I'd like to know what are all of your experiences and opinions with housing Bettas with Gouramis. I have a betta in a 55 gallon tank which houses a few different tetras, corries, pleco, guppies, danios, and gouramis. I've seen different compatibility charts that basically say "NEVER, NO, DON'T EVEN THINK ABOUT IT" but because my betta showed to be so harmonious in the past 3 years I've own him, I decided it was worth trying. 

My betta seems to not even know my gouramis exist, except on a few occasions where he'll flare at a female who will occasionally follow him (I swear she's in love).

I don't know. To sum it all up, I suppose what I'm asking is:
Exactly how lucky am I to have such an awesome fish (who is beautiful, I might add)?

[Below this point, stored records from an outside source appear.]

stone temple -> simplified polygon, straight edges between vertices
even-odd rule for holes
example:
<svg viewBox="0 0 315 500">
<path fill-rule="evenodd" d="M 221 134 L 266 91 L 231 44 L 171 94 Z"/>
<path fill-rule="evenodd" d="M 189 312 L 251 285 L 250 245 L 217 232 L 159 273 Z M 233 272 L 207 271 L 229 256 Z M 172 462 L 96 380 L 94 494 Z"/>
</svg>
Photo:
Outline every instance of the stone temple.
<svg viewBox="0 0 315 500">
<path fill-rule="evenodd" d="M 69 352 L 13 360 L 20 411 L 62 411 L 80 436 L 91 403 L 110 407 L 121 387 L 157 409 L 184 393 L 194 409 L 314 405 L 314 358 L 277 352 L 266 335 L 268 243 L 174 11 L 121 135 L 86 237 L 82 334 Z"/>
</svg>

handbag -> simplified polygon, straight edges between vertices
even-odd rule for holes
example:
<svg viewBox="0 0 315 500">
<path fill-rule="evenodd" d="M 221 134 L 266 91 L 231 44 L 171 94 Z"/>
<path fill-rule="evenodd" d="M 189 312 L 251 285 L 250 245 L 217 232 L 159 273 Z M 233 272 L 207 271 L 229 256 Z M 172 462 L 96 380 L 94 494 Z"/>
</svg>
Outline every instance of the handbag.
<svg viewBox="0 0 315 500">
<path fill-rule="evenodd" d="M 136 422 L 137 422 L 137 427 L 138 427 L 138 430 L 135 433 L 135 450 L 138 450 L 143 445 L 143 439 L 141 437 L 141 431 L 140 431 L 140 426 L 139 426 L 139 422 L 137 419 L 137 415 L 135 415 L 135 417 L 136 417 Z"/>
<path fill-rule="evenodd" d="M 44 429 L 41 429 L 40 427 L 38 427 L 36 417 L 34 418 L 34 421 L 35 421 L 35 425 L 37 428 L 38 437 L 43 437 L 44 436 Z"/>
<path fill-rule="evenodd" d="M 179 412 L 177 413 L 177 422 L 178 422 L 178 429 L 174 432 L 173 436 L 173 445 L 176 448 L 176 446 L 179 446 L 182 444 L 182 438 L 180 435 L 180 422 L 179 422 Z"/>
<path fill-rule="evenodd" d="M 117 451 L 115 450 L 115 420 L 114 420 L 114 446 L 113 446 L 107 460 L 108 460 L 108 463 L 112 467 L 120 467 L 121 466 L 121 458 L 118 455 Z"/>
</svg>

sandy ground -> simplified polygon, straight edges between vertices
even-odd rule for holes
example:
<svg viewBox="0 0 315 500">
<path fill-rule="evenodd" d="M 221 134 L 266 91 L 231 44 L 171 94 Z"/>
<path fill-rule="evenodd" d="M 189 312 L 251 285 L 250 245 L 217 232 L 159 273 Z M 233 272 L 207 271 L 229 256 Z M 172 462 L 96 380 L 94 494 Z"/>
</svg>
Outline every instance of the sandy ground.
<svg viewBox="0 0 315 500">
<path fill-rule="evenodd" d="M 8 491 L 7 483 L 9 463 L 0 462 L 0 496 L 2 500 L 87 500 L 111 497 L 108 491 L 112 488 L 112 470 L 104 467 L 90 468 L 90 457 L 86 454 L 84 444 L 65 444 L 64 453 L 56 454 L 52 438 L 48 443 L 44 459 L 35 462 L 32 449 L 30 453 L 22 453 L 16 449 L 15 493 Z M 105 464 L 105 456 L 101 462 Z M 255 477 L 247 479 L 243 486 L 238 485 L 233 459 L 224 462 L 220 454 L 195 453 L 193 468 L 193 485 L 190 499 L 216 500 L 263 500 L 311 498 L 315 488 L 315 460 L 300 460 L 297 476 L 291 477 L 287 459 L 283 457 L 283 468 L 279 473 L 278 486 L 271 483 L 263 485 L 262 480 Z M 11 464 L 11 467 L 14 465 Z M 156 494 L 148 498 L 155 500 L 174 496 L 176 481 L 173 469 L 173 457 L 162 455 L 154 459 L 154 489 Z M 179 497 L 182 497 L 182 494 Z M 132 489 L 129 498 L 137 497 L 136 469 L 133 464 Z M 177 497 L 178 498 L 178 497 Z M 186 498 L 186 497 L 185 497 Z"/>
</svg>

Also I would like to add that I am very excited to be a part of this site now! I am looking forward to sharing stories and pictures on all 4 of my bettas (and the many I have owned in the past). I am also looking forward to reading other's stories, which I have done before, but now I can comment too! 

-Morgan


----------



## McAttack (May 13, 2010)

I'd say you're very lucky to be honest. The Gourami is in the same family as the Betta, and as it is a colourful fish (males at least) it would be seen as competition for the betta, and vice versa. Maybe the 55 is big enough for them to have territories. Can you post a picture of the whole tank for us?


----------



## wallywestisthebest333 (Nov 30, 2009)

I can't answer as I still don't have the funds for my own betta but I'd LOVE to see a picture of your tank! It must be really pretty!


----------



## caroro (May 26, 2010)

I doubt it's that they have established their own territories. Both the gouramis and the betta swim freely throughout the entire tank. In fact, the gouramis and the betta will swim together on occasions, especially feeding time. In the past I have even put other bettas with this one. They will usually fight with him, but it is always the new betta that causes issues. My spotted betta couldn't care less it seems. 

Here's my tank. You can see the gouramis in the center and my betta in the front, left corner fighting with his own reflection










I also submitted this picture in the contest section, but I suppose it is worth showing here also  I love this picture so much.


----------